In fact, on the day that the letter was delivered to him at his home, he was almost relieved. It was over. The people had their scapegoat for a crime that had "likely never occurred except in the mind of an overstressed officer." Indeed, he was aware that it could have been much worse; that there were those in the department and in the journalism sector who quietly whispered about the possibility that Scott had staged the whole event for the sole purpose of covering up the real crime: his murder of his own wife and child.
The day that he was demoted, he came home early from work, feeling like hell. What were they going to do, demote him again? he reasoned.
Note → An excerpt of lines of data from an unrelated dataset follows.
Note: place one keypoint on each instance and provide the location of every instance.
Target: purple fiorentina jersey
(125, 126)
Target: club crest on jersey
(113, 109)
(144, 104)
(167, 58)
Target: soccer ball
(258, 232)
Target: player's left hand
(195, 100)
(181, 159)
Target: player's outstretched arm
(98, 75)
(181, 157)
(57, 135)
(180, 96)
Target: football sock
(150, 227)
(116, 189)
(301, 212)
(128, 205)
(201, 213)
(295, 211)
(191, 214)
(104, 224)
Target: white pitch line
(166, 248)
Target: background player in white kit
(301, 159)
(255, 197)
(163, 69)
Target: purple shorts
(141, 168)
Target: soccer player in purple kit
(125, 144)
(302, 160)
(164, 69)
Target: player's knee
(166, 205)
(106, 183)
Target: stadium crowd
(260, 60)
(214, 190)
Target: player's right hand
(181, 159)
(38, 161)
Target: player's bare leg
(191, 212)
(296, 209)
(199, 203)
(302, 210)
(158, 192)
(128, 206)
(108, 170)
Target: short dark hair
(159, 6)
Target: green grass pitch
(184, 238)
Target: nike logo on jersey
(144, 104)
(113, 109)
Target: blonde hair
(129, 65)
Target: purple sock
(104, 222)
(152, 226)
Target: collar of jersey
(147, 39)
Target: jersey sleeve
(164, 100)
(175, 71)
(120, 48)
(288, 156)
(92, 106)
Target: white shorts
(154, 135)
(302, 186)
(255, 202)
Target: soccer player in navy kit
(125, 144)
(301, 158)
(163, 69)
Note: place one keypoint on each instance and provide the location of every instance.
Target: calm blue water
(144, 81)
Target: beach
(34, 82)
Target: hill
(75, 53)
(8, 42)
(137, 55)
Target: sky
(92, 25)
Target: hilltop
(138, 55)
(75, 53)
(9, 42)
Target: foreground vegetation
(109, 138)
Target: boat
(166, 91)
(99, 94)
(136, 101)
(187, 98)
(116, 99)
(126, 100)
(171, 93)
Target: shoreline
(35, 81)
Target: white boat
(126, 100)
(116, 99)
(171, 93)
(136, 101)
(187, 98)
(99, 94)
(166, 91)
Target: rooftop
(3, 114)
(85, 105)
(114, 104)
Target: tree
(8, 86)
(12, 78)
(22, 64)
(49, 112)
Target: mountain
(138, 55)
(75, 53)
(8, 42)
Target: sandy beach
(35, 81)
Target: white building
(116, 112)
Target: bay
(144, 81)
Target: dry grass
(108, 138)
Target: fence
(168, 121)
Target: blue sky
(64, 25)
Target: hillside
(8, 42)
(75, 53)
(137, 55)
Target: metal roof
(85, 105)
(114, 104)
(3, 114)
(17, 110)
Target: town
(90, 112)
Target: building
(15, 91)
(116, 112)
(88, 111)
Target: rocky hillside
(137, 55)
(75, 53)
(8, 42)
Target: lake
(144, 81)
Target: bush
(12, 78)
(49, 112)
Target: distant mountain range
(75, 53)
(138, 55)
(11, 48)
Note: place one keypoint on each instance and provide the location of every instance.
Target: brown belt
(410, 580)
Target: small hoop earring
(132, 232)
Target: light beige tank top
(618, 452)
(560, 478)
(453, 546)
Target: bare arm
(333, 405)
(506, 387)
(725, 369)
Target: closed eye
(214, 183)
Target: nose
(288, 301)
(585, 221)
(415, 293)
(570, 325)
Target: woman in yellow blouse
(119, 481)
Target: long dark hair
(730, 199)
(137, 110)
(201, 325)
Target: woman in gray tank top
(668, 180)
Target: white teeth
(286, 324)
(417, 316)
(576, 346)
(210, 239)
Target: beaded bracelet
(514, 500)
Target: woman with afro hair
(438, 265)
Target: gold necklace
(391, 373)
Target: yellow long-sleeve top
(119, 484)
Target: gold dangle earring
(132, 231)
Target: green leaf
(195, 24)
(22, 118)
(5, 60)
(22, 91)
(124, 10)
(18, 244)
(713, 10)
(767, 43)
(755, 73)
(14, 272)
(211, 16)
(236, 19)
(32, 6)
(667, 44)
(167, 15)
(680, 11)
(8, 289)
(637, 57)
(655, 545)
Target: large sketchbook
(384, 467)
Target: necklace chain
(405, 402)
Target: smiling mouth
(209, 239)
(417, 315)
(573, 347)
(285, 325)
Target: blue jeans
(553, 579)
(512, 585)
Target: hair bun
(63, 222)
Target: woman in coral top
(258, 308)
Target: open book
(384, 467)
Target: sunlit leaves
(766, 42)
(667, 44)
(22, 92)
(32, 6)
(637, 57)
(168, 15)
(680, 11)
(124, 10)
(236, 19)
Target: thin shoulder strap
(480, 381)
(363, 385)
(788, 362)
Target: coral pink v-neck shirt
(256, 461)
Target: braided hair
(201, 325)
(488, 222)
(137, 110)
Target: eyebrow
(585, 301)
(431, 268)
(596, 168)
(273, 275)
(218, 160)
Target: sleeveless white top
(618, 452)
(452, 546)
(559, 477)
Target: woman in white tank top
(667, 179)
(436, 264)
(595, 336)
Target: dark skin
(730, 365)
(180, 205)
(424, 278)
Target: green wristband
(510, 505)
So he said goodbye to the few remaining friends he had on the force and came home, reasoning that he might take a nap.
Or he might kill himself.
It was a tossup. On one hand, a nap sounded damn fine.
On the other hand, you had to wake up from a nap, and Scott didn't know that that sounded so very good to him these days. What did he have to wake up to? An empty apartment. A room full of toys that would never be played with again. Presents that had not quite been unwrapped for his child's last birthday, and never
would
be unwrapped, for the child for whom they were intended was gone forever.
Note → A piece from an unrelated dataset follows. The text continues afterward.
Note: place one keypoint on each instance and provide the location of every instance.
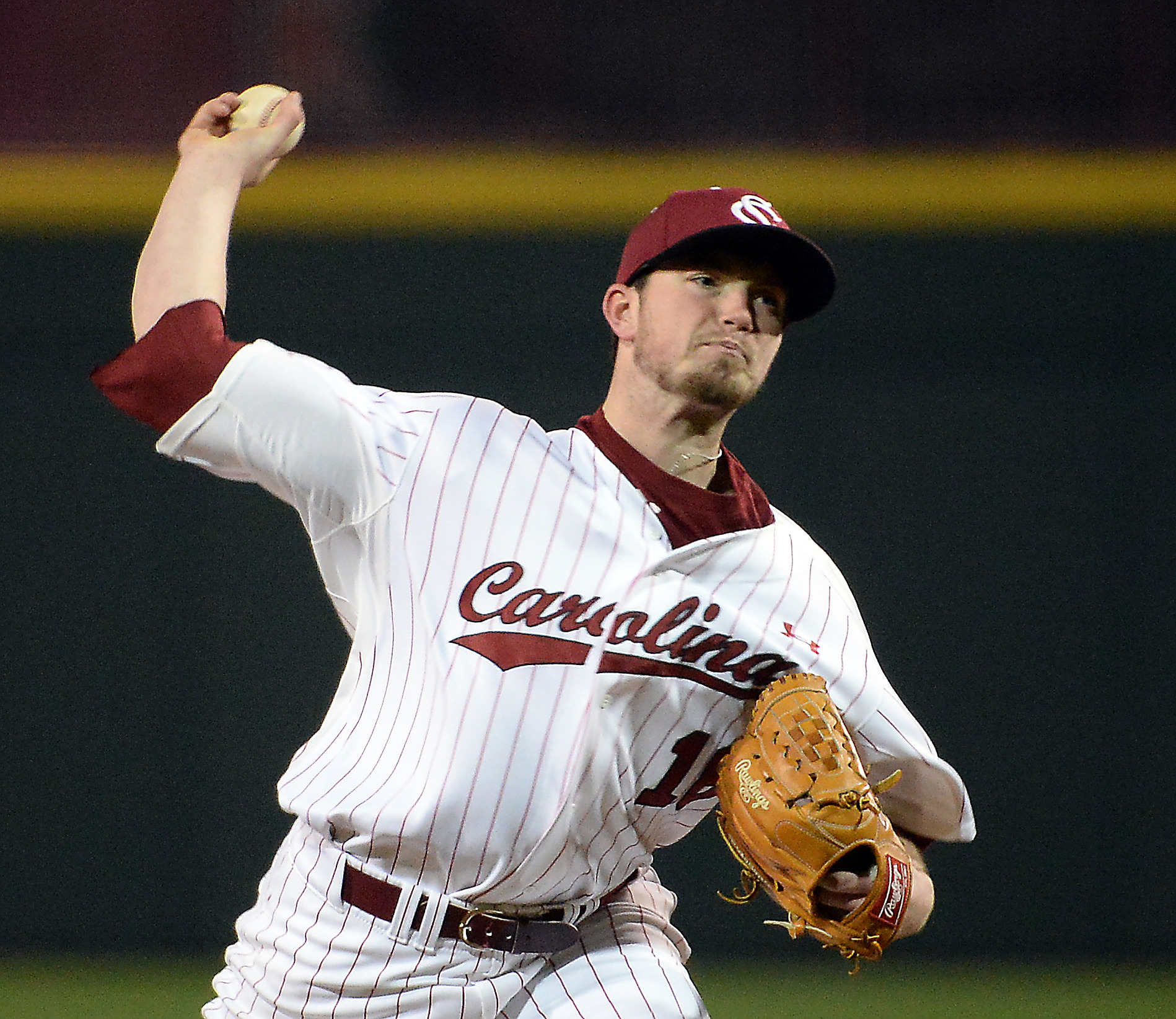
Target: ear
(621, 306)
So Scott walked through the place, looking at the rooms, at the evidence that once he had been alive, and wondered if he wouldn't be better off just ending it all. It wouldn't be hard, he knew. He could cut his wrists in the tub and sink into a warm oblivion, leaving the world as he had come into it: in blood and water and pain. Or he could just throw back a couple dozen of the OxyContins that he had been prescribed in the aftermath of his ordeal, to help him cope with the almost daily pain he now suffered.
Either way, it would be easy, quick, and final.
All good things.
He actually got as far as filling up the tub for a final bath when it happened.
There was a sound.
Immediately, Scott was transported back to the alley, to the sound he had heard when the hitter - the man Scott called Mr. Gray, a man who had never been identified, though Scott had spent countless hours and even entire days looking through various photo files of criminals and killers - had crept up behind him with the intention to end his life.
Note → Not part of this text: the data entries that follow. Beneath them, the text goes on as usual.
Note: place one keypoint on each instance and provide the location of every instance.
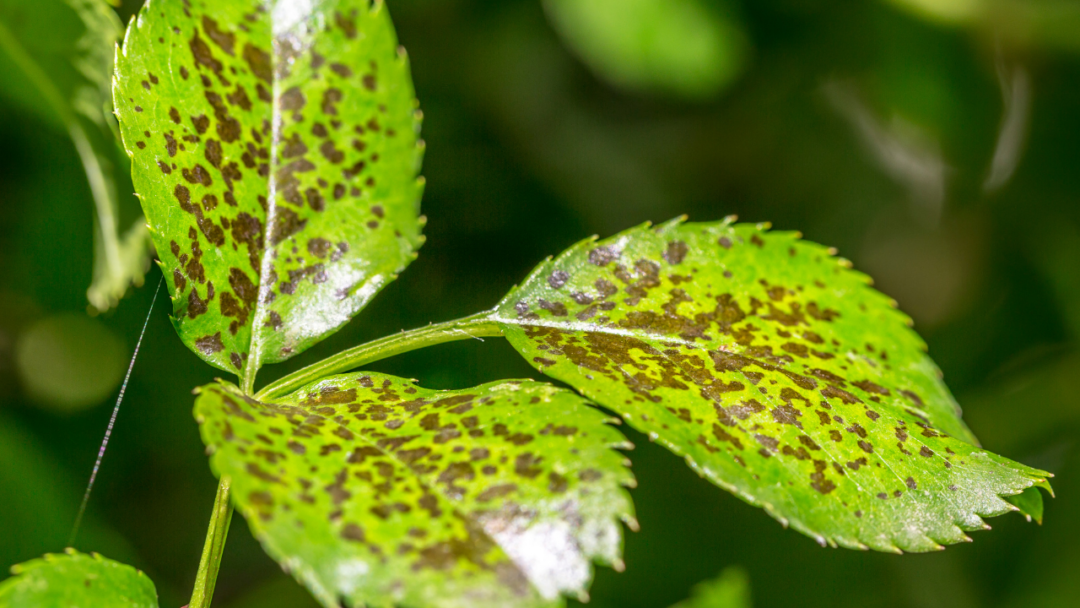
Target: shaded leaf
(110, 284)
(1029, 503)
(686, 48)
(56, 62)
(370, 488)
(275, 152)
(76, 580)
(730, 590)
(777, 372)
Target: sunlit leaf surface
(777, 372)
(369, 488)
(1029, 503)
(76, 580)
(275, 151)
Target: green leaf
(730, 590)
(685, 48)
(778, 373)
(56, 62)
(110, 283)
(1029, 503)
(373, 489)
(76, 580)
(275, 152)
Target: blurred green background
(935, 143)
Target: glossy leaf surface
(730, 590)
(111, 281)
(76, 580)
(775, 370)
(56, 62)
(275, 151)
(370, 488)
(1029, 503)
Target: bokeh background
(935, 143)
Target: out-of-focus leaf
(1050, 24)
(56, 62)
(76, 580)
(775, 370)
(1029, 503)
(109, 285)
(69, 362)
(730, 590)
(685, 48)
(369, 488)
(275, 152)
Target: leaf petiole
(470, 327)
(216, 535)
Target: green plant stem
(471, 327)
(216, 534)
(99, 187)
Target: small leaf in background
(777, 372)
(69, 362)
(1033, 24)
(275, 153)
(1029, 503)
(56, 62)
(688, 49)
(110, 285)
(730, 590)
(76, 580)
(367, 487)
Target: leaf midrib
(420, 480)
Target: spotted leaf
(275, 150)
(373, 489)
(56, 62)
(76, 580)
(777, 372)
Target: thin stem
(212, 550)
(476, 326)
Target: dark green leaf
(686, 48)
(111, 281)
(730, 590)
(275, 152)
(370, 488)
(76, 580)
(775, 370)
(56, 62)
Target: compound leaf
(777, 372)
(275, 150)
(76, 580)
(373, 489)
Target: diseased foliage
(76, 580)
(775, 370)
(370, 488)
(275, 152)
(688, 49)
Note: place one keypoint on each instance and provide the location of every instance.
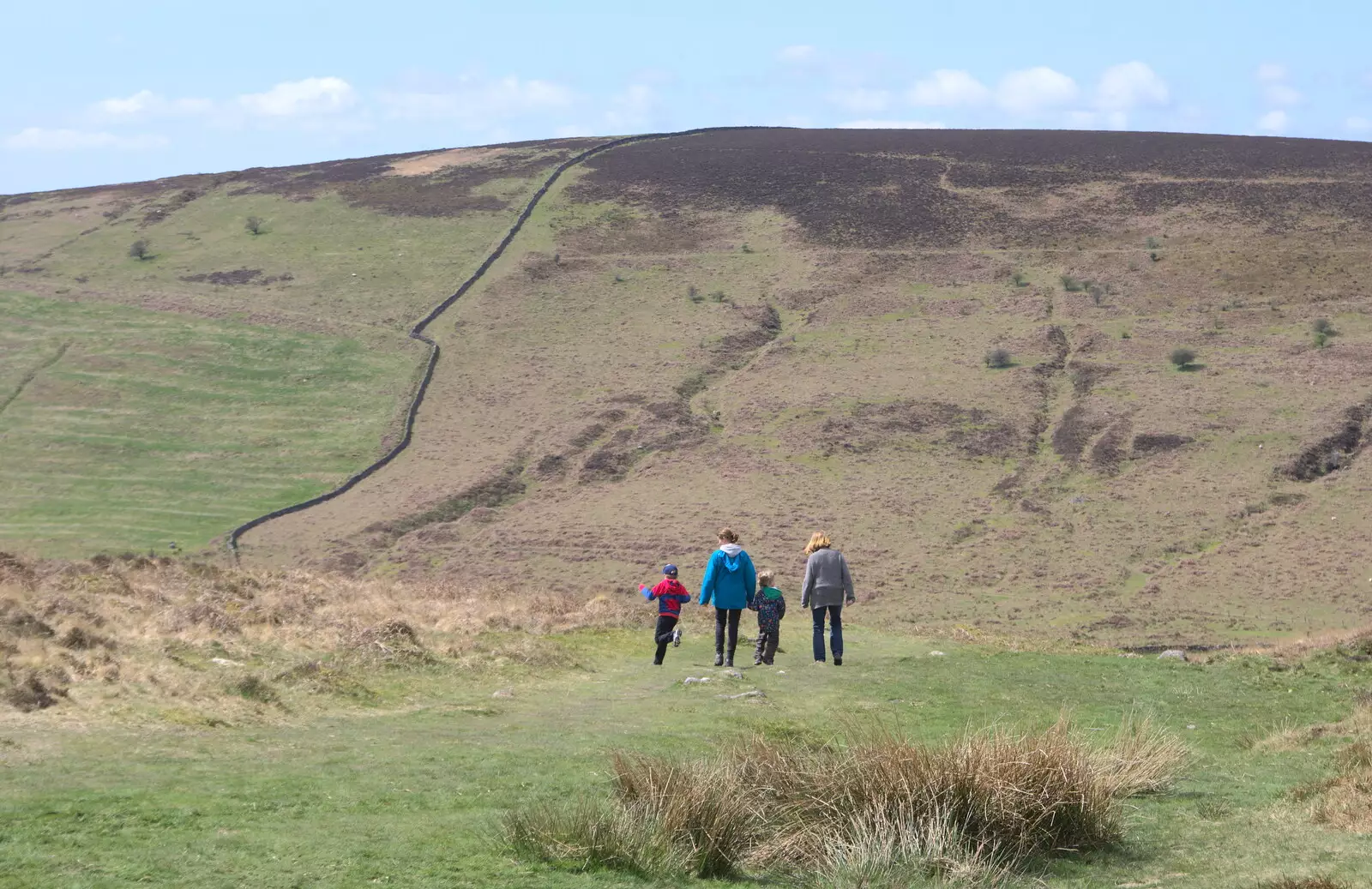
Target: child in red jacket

Scott froze. He turned off the water, which dripped for a moment and then was silent.
He listened. Waited.
He watched the doorway to the bathroom, wondering if what he had heard had been real, or simply some post-traumatic hallucination dredged up from his subconscious to torment him.
The sound did not repeat.
Even so, Scott went from room to room in the small apartment, clearing the area with the precision of a Delta Force member sweeping for hostiles.
Nothing. The apartment was empty, save only him.
Even so, there
had
been a sound. He was sure of it. It was the sound of a shoe scuffing on the floor, the sound of someone trying hard to be stealthy and not quite succeeding.